CAF menggunakan Pasal 82 yang berujung pada aktivasi Pasal 85 regulasi turnamen untuk menganulir status juara Senegal. Dalam aturan tersebut, tim yang meninggalkan lapangan sebelum laga usai tanpa izin wasit akan dianggap kalah dan dieliminasi.
Senegal memang meninggalkan lapangan sekitar 15 menit. Tindakan itu merupakan bentuk protes keras atas keputusan wasit yang dianggap kontroversial, yakni memberikan hadiah penalti kepada Maroko pada menit 90+5.

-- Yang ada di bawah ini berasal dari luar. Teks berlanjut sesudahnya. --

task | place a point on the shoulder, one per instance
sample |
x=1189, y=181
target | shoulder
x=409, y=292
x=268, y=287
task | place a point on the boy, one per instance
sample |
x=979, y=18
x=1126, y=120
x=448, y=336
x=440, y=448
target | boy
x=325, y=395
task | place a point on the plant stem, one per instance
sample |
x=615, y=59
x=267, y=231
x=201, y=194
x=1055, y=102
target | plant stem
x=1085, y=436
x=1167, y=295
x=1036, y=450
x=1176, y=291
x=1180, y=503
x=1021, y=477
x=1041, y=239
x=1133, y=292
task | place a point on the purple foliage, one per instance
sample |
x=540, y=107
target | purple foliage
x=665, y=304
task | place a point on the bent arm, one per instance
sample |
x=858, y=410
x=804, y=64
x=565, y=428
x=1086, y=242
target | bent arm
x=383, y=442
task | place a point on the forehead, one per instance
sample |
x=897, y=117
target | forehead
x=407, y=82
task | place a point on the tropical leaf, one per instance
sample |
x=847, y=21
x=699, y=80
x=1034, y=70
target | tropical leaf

Singa Teranga akhirnya kembali ke lapangan setelah dibujuk sang kapten, Sadio Mane. Insiden ini yang membut Brahim Diaz baru mengeksekusi penalti pada menit 90+24. Menariknya, Diaz yang mengeksekusi dengan gaya panenka gagal menundukkan kiper Eduardo Mendy.
Mane dan sejumlah pemain lain, macam Pathe Ciss dan El Hadj Malick Diouf berang atas keputusan tersebut. Lewat akun media sosial, mereka menentang keputusan CAF dan menyindir Maroko.
"Dunia tahu siapa juara sejatinya," tulis Mane.